- Born: 20 March 1965 (age 60)
- Education: Kwame Nkrumah University of Science and Technology, Tokyo School of Art, Japan.
- Occupation: Oil painting

= Betty Acquah =

Ghanaian feminist painter

Betty Acquah (born 20 March 1965) is a Ghanaian feminist painter. She uses the techniques of pointillism, oil painting and acrylic. Through her vibrant canvases, She captures the trials, ambitions, celebrations, and triumphs of women, weaving their stories into the fabric of her art.

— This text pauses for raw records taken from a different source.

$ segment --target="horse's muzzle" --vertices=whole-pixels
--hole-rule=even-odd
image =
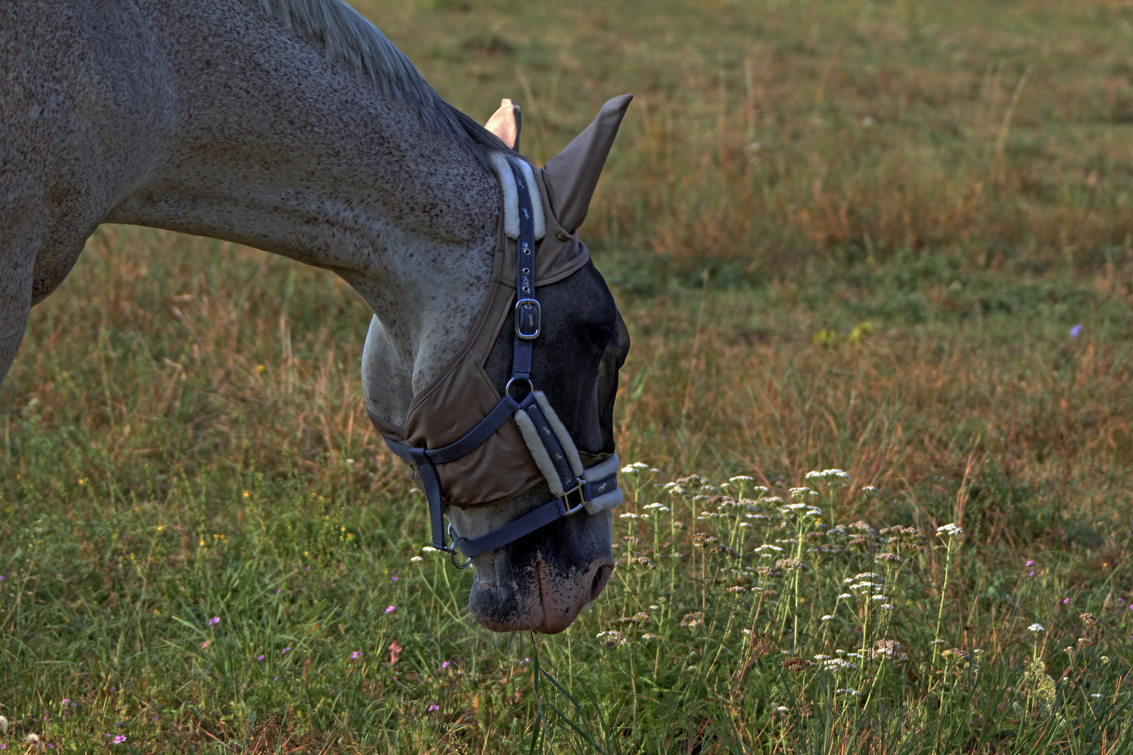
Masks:
[[[474,558],[469,610],[494,632],[562,632],[610,581],[610,533],[608,511],[572,516]]]

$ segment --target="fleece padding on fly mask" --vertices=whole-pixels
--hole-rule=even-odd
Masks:
[[[586,217],[602,166],[630,100],[632,95],[622,95],[607,102],[594,122],[548,161],[545,169],[533,170],[525,161],[519,161],[525,182],[531,190],[533,204],[537,207],[536,238],[540,235],[540,220],[543,225],[543,239],[538,242],[535,263],[536,288],[565,278],[589,260],[590,254],[574,231]],[[492,283],[484,306],[465,348],[429,385],[414,396],[404,428],[370,417],[378,431],[391,440],[418,448],[441,448],[463,437],[500,402],[500,394],[484,371],[484,364],[514,302],[519,211],[514,179],[506,160],[502,155],[499,157],[500,161],[494,160],[493,163],[500,163],[496,170],[501,172],[503,189],[500,231]],[[514,225],[509,217],[514,220]],[[535,343],[538,344],[538,341]],[[546,411],[550,404],[540,402],[540,407],[544,407],[550,422],[554,414]],[[550,460],[538,460],[539,452],[536,449],[544,455],[546,451],[542,449],[542,444],[525,441],[518,422],[522,420],[517,413],[465,456],[436,465],[445,504],[463,508],[488,506],[514,499],[544,481],[557,484],[560,492],[556,495],[561,495],[562,483],[552,483],[556,475],[545,474],[540,469],[543,464],[538,463]],[[564,453],[570,455],[568,448],[574,451],[577,458],[571,460],[571,466],[574,469],[577,461],[581,477],[590,481],[599,480],[602,478],[594,477],[597,471],[611,463],[616,466],[616,457],[610,454],[579,454],[557,417],[553,423],[556,423],[555,435],[561,434]],[[562,438],[569,443],[562,443]],[[585,467],[587,463],[591,464],[590,469]],[[611,469],[607,475],[613,471]],[[552,492],[555,492],[554,489]],[[614,491],[596,496],[587,508],[596,513],[620,500],[621,492],[614,488]]]

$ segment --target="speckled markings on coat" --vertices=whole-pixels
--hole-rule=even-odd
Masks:
[[[86,238],[130,223],[341,275],[385,337],[367,403],[402,421],[491,277],[493,147],[335,0],[0,3],[0,379]]]

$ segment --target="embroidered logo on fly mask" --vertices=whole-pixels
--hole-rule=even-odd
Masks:
[[[617,456],[586,454],[591,465],[585,466],[546,395],[536,389],[530,369],[531,350],[542,331],[537,286],[562,281],[589,260],[589,251],[574,230],[586,217],[631,98],[623,95],[606,103],[594,123],[543,170],[533,170],[517,157],[493,155],[503,204],[496,258],[466,346],[414,397],[404,429],[370,415],[390,449],[409,462],[420,478],[429,505],[433,547],[438,550],[455,554],[457,548],[470,561],[472,556],[505,546],[560,517],[583,511],[598,514],[622,501]],[[555,201],[548,196],[552,192]],[[500,396],[483,367],[511,311],[511,378]],[[551,501],[474,539],[460,537],[450,525],[453,542],[448,544],[444,504],[471,507],[502,503],[544,481],[554,497]]]

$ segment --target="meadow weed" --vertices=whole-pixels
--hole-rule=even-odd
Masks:
[[[0,749],[1133,752],[1133,12],[367,2],[633,342],[605,593],[468,616],[329,273],[107,225],[0,404]]]

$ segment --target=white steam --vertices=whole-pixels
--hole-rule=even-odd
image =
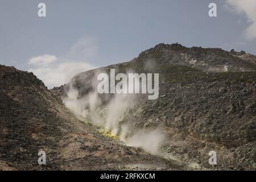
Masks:
[[[88,119],[104,128],[106,132],[118,136],[127,146],[141,147],[152,154],[159,154],[159,147],[165,139],[164,134],[160,130],[147,131],[134,128],[132,121],[122,123],[125,114],[127,114],[127,110],[133,107],[134,95],[115,94],[106,106],[102,106],[96,89],[80,98],[79,91],[72,85],[70,83],[67,97],[63,98],[63,101],[77,119]],[[96,84],[93,84],[93,86],[96,88]],[[104,107],[105,113],[102,112]]]

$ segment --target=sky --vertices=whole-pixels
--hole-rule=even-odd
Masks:
[[[52,88],[160,43],[256,55],[255,10],[255,0],[0,0],[0,64]]]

== Early life and education ==
A native of Cape Coast in Ghana, she spent part of her schooling at Wesley Girls' Senior High School and Holy Child School. Then furthered at the Kwame Nkrumah University of Science and Technology where she obtained a master's degree in Visual Arts specializing in painting. Betty achieving a First Class in the B.A. Hons (Art) Degree course. Her pursuit of excellence led her to the M.F.A. (Painting) Degree program at the same institution. In Japan, she also completed a professional arts course at the Tokyo School of Art.

== Career ==
Acquah has been working for the art gallery of the Center for National Culture in Accra from 1989 to 1993 and has been curating exhibitions at the Berj Art Gallery from 2002 to 2005. She is a member of Ghana Association of Visual Artists. In June 2019, she said in an interview with Newsday BBC that she hoped for the opening of a national art gallery in Ghana.

Her work highlights the Ghanaian women she sees as the "unsung heroes of the republic of Ghana".

== Exhibition ==
Betty's first solo exhibition was showcased at PAFAM (Pan African Festival of Arts and Music), held at the Trade Fair in Accra.

Acquah has exhibited in Ghana, Nigeria, the United Kingdom, India, Germany, Spain, Japan and the United States of America.